Выбрать главу


- А голова болит?

Зоя Павловна поморщилась:

- Ну, болит немного, и что? Это, знаете ли, бывает, когда плохо поспишь. Сейчас приму анальгину. Давайте работать, коллеги.

У Любови Васильевны задрожали губы.

Видно было, что он хочет что-то сказать, но сдерживается усилием воли, опасаясь вновь разгневать фельдшерицу.

На следующий день Зое Павловне стало хуже. К головным болям прибавилась тошнота, озноб.

- Похоже, грипп, - улыбаясь, сказала она. - Что же делать, придётся самой себе больничный открывать.
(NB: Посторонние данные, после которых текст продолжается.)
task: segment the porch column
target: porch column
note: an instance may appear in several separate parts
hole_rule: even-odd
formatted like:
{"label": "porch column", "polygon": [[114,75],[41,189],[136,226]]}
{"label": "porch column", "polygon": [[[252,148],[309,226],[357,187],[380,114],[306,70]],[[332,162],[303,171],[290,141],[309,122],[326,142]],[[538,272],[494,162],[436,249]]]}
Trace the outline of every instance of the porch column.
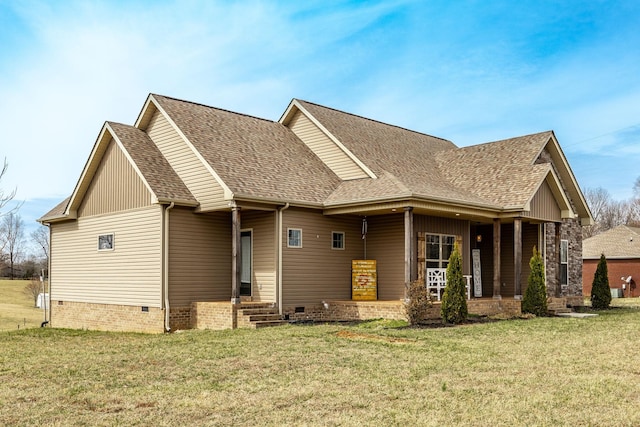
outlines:
{"label": "porch column", "polygon": [[493,219],[493,299],[502,299],[500,295],[500,218]]}
{"label": "porch column", "polygon": [[240,280],[242,274],[240,208],[231,207],[231,304],[240,304]]}
{"label": "porch column", "polygon": [[522,218],[513,220],[513,272],[515,283],[513,288],[513,298],[522,299]]}
{"label": "porch column", "polygon": [[554,225],[554,239],[553,239],[553,244],[556,248],[556,255],[554,257],[553,260],[553,264],[555,267],[555,286],[554,286],[554,292],[555,292],[555,296],[556,297],[560,297],[562,295],[562,285],[560,284],[560,240],[561,240],[561,232],[562,230],[560,229],[560,223],[556,222],[553,224]]}
{"label": "porch column", "polygon": [[404,208],[404,285],[405,291],[409,289],[409,283],[414,279],[413,266],[416,263],[416,255],[413,250],[413,208]]}

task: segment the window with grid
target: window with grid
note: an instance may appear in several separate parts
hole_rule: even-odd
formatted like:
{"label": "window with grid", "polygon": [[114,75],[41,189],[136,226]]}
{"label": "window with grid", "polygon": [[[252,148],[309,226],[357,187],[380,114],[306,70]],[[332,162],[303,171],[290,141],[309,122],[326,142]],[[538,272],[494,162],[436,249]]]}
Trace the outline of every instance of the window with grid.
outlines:
{"label": "window with grid", "polygon": [[344,249],[344,232],[331,232],[331,249]]}
{"label": "window with grid", "polygon": [[569,284],[569,241],[560,240],[560,284]]}
{"label": "window with grid", "polygon": [[427,234],[425,241],[427,268],[447,268],[456,237],[446,234]]}

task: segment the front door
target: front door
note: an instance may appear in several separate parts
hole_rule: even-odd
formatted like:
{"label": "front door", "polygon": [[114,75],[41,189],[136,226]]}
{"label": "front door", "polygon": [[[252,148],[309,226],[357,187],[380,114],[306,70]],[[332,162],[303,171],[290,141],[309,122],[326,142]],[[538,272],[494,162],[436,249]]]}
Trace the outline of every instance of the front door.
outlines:
{"label": "front door", "polygon": [[251,231],[240,233],[240,259],[242,261],[242,271],[240,274],[240,296],[251,296]]}

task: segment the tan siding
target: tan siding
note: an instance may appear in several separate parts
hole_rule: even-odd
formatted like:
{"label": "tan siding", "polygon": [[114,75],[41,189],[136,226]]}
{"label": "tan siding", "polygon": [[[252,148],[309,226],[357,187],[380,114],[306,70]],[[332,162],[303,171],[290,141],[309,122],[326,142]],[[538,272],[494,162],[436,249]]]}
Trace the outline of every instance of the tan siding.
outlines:
{"label": "tan siding", "polygon": [[562,220],[560,207],[546,181],[542,183],[538,192],[531,200],[529,217],[545,221]]}
{"label": "tan siding", "polygon": [[289,127],[340,179],[369,177],[356,162],[300,111],[293,116]]}
{"label": "tan siding", "polygon": [[[327,217],[317,211],[283,211],[283,305],[351,299],[351,260],[361,259],[358,217]],[[287,248],[287,228],[302,229],[302,248]],[[345,233],[345,249],[331,249],[332,231]]]}
{"label": "tan siding", "polygon": [[78,216],[125,211],[150,204],[151,193],[111,139],[78,209]]}
{"label": "tan siding", "polygon": [[413,231],[415,234],[422,231],[425,233],[448,234],[462,237],[461,255],[463,274],[471,274],[471,249],[473,248],[471,247],[469,228],[469,221],[425,215],[413,216]]}
{"label": "tan siding", "polygon": [[231,216],[169,211],[169,303],[231,300]]}
{"label": "tan siding", "polygon": [[[161,306],[161,208],[51,225],[51,299]],[[114,233],[114,250],[98,235]]]}
{"label": "tan siding", "polygon": [[378,266],[378,299],[404,298],[404,215],[367,219],[367,258]]}
{"label": "tan siding", "polygon": [[242,211],[243,230],[252,234],[251,296],[254,301],[276,302],[276,230],[275,213]]}
{"label": "tan siding", "polygon": [[151,118],[147,133],[200,202],[201,210],[227,207],[223,188],[160,111]]}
- Зоя Павловна! – не выдержала Любовь Васильевна. – Не могу я молчать! Пожалейте себя, пожалейте нас. Вы же видите, что происходит. На следующий день, как вы с Касьяной поссорились, у вас это и началось. Бейте меня, режьте, но выслушайте. Мы вас очень любим, Зоя Павловна, вся деревня любит. Хороший вы человек, идейный, смелый. Вы нам нужны, очень. Я к вам, как к дочери отношусь. Пожалуйста, не себя – нас всех пожалейте.

- А что вы конкретно предлагаете, Любовь Васильевна? – хмурясь, спросила Зоя Павловна.

- Попросите прощения у ведьмы. Переломите свою гордость.

Помните, милые мои, как я рассказывала, что испугалась ведьминой ярости, когда Касьяна увидела плакат? Так вот, реакция Зои Павловны напугала меня ещё больше. Столько благородного гнева было в ней, столько презрительного укора, когда она встала, выпрямилась, как берёзка, вскинула гордо голову и грозно молвила:



- Как вы смеете, любезная, говорить мне такие вещи? За кого, собственно, вы меня принимаете? Мне, советскому фельдшеру, повиниться перед шарлатанкою? А в чём конкретно, позвольте осведомиться? В том, что в тысяча девятьсот семьдесят шестом году, в начале десятой пятилетки, я не верю в ведьм, в колдовство, в тёмную магию? В этом моя вина? Сколько мы уж боремся с суевериями, с невежеством, с косностью ума, и своими глазами видим плоды этой борьбы. Полетел бы Гагарин в космос, если бы мы верили в летающее помело, а не в химию и физику? Как вам не стыдно! Я говорила уже, чтобы вы не смели надоедать мне с этой чепухой. Отныне будем общаться
исключительно по работе. Ещё одно слово на эту тему – и я начну вас искренне презирать!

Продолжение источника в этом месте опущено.